Re: [RFC] single cqe per link

Pavel Begunkov <asml.silence@xxxxxxxxx> · Wed, 26 Feb 2020 00:13:01 +0300

On 25/02/2020 23:20, Jens Axboe wrote:
> On 2/25/20 3:12 AM, Pavel Begunkov wrote:
>> Flexible, but not performant. The existence of drain is already makes
>> io_uring to do a lot of extra stuff, and even worse when it's actually used.
> 
> Yeah I agree, that's assuming we can make the drain more efficient. Just
> hand waving on possible use cases :-)

I don't even know what to do with sequences and drains when we get to in-kernel
sqe generation. And the current linear numbering won't be the case at all.

E.g. req1 -> DRAIN, and req1 infinitely generates req2, req3, etc. Should they
go before DRAIN? or at any time? What would be performance burden for it?..

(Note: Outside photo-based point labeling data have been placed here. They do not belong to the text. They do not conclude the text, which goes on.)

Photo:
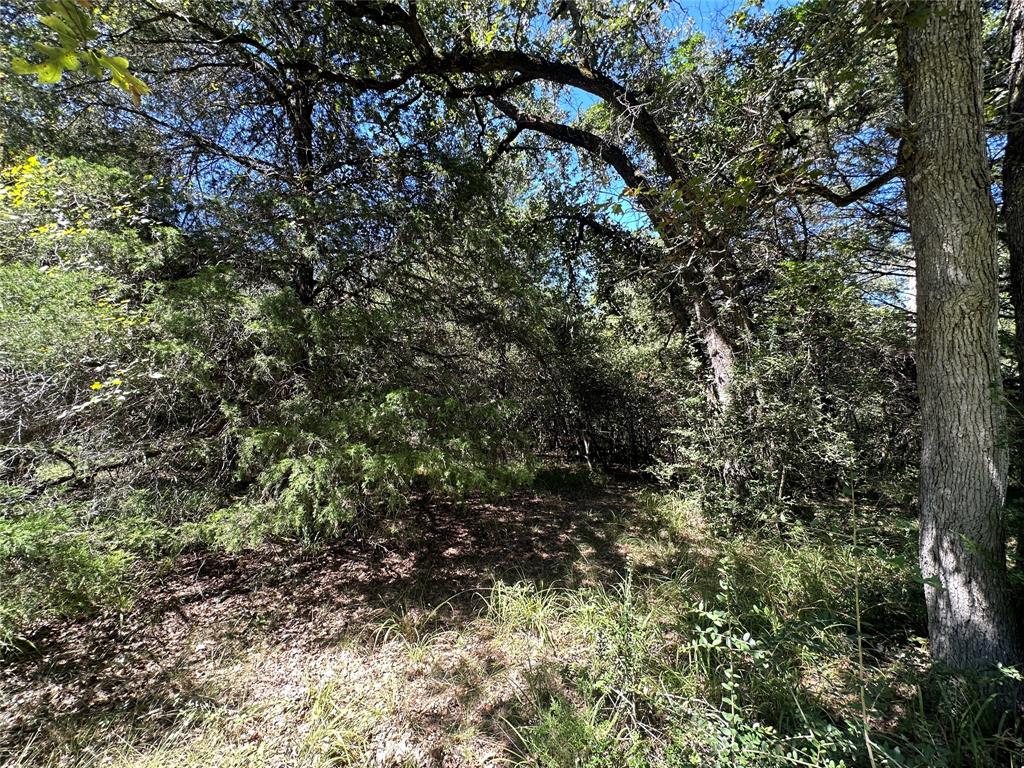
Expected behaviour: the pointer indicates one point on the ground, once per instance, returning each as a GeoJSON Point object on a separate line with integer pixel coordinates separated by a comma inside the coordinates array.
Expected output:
{"type": "Point", "coordinates": [367, 651]}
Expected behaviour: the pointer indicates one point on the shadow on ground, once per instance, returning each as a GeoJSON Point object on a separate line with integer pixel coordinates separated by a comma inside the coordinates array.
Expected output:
{"type": "Point", "coordinates": [153, 662]}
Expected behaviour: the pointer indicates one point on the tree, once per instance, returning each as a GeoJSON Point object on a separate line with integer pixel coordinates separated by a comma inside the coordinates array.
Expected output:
{"type": "Point", "coordinates": [964, 452]}
{"type": "Point", "coordinates": [1013, 218]}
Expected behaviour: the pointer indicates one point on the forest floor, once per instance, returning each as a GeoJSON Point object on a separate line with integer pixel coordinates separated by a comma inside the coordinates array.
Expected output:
{"type": "Point", "coordinates": [367, 652]}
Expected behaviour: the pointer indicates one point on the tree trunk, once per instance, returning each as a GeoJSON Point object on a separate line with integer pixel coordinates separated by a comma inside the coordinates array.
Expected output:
{"type": "Point", "coordinates": [1013, 217]}
{"type": "Point", "coordinates": [964, 453]}
{"type": "Point", "coordinates": [697, 311]}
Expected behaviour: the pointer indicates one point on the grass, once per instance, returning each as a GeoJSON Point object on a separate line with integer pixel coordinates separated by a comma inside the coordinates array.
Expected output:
{"type": "Point", "coordinates": [705, 650]}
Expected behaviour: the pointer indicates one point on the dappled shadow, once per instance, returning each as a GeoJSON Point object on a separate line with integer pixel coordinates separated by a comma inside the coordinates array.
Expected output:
{"type": "Point", "coordinates": [160, 658]}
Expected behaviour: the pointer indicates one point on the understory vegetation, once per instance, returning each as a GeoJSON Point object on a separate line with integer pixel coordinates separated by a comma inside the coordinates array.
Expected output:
{"type": "Point", "coordinates": [694, 649]}
{"type": "Point", "coordinates": [501, 383]}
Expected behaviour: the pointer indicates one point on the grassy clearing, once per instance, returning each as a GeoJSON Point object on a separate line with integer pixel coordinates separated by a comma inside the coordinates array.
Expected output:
{"type": "Point", "coordinates": [701, 651]}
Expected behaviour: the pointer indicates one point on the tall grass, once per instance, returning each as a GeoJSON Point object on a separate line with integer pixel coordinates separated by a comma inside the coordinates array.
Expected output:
{"type": "Point", "coordinates": [755, 651]}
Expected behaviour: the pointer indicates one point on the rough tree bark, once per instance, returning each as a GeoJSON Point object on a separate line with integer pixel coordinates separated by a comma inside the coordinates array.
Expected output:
{"type": "Point", "coordinates": [964, 452]}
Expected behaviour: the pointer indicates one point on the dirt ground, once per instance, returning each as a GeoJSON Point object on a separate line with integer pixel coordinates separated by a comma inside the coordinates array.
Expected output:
{"type": "Point", "coordinates": [264, 638]}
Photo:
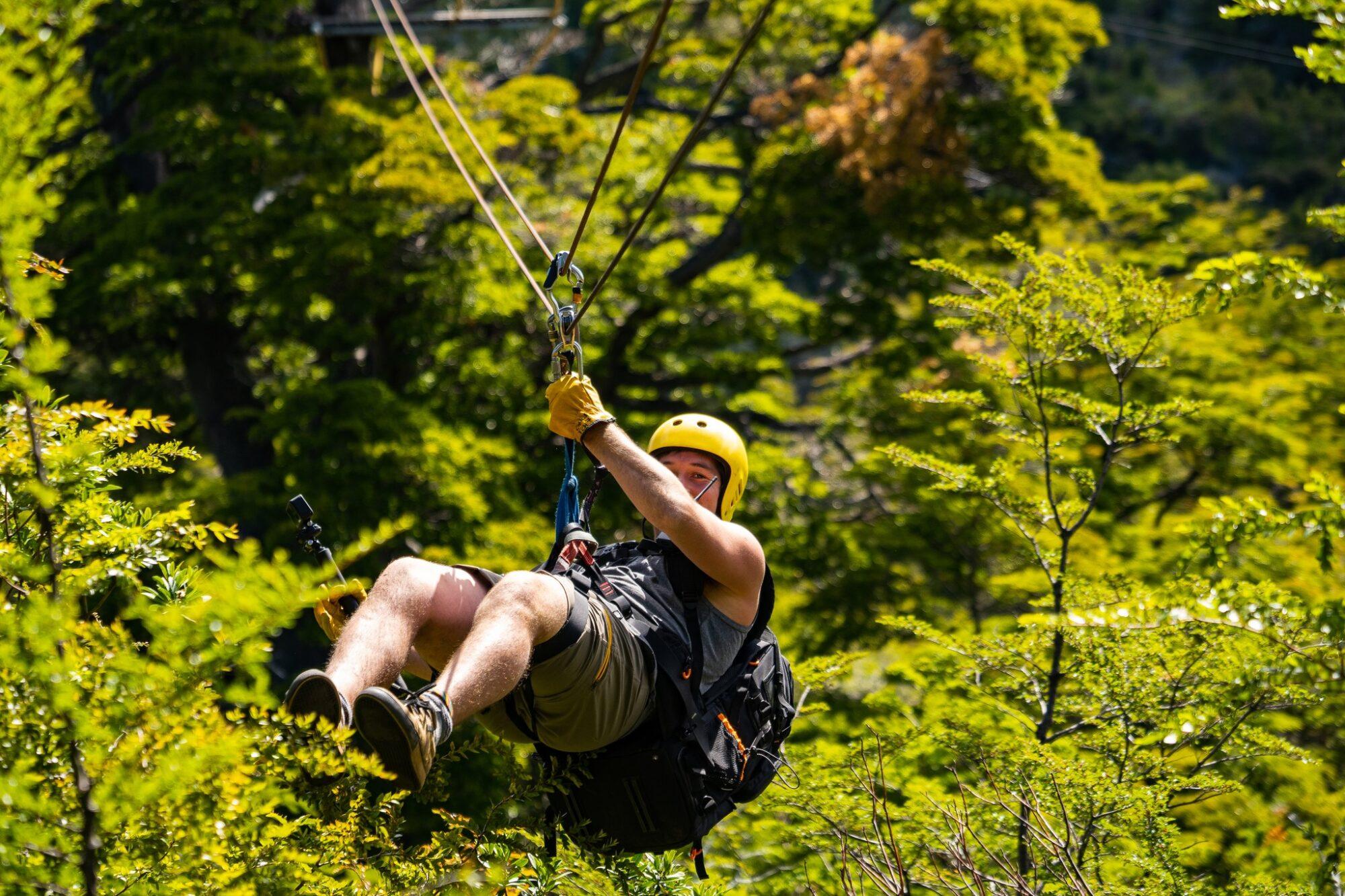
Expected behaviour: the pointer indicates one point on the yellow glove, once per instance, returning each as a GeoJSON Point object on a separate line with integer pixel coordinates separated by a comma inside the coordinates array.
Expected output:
{"type": "Point", "coordinates": [575, 407]}
{"type": "Point", "coordinates": [329, 612]}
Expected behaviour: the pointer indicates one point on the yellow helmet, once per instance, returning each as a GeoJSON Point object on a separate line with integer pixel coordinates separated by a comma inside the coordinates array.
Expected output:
{"type": "Point", "coordinates": [714, 436]}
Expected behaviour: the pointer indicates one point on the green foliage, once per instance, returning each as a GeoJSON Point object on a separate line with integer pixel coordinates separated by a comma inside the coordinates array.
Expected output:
{"type": "Point", "coordinates": [1056, 551]}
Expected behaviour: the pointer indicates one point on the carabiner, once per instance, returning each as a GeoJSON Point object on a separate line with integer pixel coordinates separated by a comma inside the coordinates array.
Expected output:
{"type": "Point", "coordinates": [567, 354]}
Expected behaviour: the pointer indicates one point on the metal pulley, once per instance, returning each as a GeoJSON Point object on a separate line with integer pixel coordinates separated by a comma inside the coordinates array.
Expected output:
{"type": "Point", "coordinates": [563, 326]}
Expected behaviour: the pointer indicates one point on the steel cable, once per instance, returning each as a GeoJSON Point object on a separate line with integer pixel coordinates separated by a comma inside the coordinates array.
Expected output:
{"type": "Point", "coordinates": [458, 161]}
{"type": "Point", "coordinates": [684, 151]}
{"type": "Point", "coordinates": [621, 127]}
{"type": "Point", "coordinates": [467, 130]}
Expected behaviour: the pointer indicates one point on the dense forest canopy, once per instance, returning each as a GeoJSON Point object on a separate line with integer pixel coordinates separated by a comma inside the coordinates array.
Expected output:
{"type": "Point", "coordinates": [1027, 309]}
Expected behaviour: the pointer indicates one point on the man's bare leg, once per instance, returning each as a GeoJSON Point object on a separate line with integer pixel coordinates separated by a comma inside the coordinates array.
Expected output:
{"type": "Point", "coordinates": [414, 602]}
{"type": "Point", "coordinates": [523, 611]}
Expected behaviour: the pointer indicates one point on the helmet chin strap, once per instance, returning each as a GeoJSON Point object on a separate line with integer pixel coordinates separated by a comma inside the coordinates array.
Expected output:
{"type": "Point", "coordinates": [701, 494]}
{"type": "Point", "coordinates": [697, 499]}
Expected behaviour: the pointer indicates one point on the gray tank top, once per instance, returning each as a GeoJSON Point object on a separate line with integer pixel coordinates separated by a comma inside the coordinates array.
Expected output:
{"type": "Point", "coordinates": [645, 581]}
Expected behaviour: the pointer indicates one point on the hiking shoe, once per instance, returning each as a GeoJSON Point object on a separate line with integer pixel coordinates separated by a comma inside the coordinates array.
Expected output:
{"type": "Point", "coordinates": [404, 731]}
{"type": "Point", "coordinates": [313, 693]}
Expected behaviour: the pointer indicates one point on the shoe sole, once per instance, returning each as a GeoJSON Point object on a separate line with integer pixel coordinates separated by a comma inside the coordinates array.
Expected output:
{"type": "Point", "coordinates": [313, 693]}
{"type": "Point", "coordinates": [385, 724]}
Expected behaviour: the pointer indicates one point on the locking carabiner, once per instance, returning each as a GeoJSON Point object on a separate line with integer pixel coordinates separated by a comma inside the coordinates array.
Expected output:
{"type": "Point", "coordinates": [563, 330]}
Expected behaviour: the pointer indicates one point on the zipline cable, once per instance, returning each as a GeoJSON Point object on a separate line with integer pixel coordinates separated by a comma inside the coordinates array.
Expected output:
{"type": "Point", "coordinates": [621, 127]}
{"type": "Point", "coordinates": [458, 161]}
{"type": "Point", "coordinates": [684, 151]}
{"type": "Point", "coordinates": [467, 130]}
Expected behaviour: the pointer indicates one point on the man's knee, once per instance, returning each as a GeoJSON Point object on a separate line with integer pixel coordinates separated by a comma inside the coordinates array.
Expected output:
{"type": "Point", "coordinates": [407, 587]}
{"type": "Point", "coordinates": [535, 600]}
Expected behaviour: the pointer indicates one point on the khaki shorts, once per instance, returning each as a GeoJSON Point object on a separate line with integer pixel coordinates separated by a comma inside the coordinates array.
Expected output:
{"type": "Point", "coordinates": [588, 686]}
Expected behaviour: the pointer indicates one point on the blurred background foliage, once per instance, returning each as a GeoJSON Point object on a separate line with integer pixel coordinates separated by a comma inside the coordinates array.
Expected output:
{"type": "Point", "coordinates": [274, 257]}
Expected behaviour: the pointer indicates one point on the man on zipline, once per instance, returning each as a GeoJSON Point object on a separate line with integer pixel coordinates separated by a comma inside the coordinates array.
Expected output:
{"type": "Point", "coordinates": [590, 681]}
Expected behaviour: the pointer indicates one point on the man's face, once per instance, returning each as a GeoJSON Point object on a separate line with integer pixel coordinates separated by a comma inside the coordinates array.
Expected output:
{"type": "Point", "coordinates": [695, 470]}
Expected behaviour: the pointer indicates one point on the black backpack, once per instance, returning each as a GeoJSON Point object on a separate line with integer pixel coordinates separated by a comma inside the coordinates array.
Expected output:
{"type": "Point", "coordinates": [699, 756]}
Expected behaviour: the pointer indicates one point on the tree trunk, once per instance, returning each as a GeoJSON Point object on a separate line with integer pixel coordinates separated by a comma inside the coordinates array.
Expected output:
{"type": "Point", "coordinates": [221, 388]}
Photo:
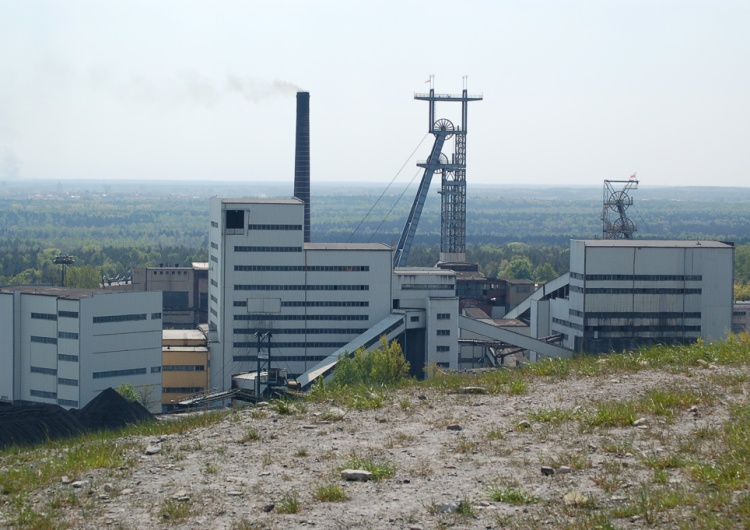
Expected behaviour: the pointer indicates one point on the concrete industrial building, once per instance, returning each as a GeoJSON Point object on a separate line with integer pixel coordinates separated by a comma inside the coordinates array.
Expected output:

I'd rather forbid them for using with some new features. And that's the reason
behind the question about wideness of its use.

>>
>> That's a different thing. Knowing how requests behave (e.g. if
>> nbytes!=res, then fail link), one would want to get cqe for the last
>> executed sqe, whether it's an error or a success for the last one.
>>
>> It makes a link to be handled as a single entity. I don't see a way to
>> emulate similar behaviour with the unconditional masking. Probably, we
>> will need them both.
> 
> But you can easily do that with IOSQE_NO_CQE, in fact that's what I did
> to test this. The chain will have IOSQE_NO_CQE | IOSQE_IO_LINK set on
> all but the last request.

It's fine if you don't expect it to fail. Otherwise, there will be only
-ECANCELELED for the last one, so you don't know error code nor failed
req/user_data. Forcing IOSQE_NO_CQE to emit in case of an error is not really
better.

I know, it's hard to judge base on performance-testing-only patch, but the whole
idea is to greatly simplify userspace cqe handling, including errors. And I'd
like to find something better/faster and doing the same favor.

> 
> My box with the optane2 is out of commission, apparently, cannot get it
> going today. So I had to make do with my laptop, which does about ~600K
> random read IOPS. I don't see any difference there, using polled IO,
> using 4 link deep chains (so 1/4th the CQEs). Both run at around
> 611-613K IOPS.

-- 
Pavel Begunkov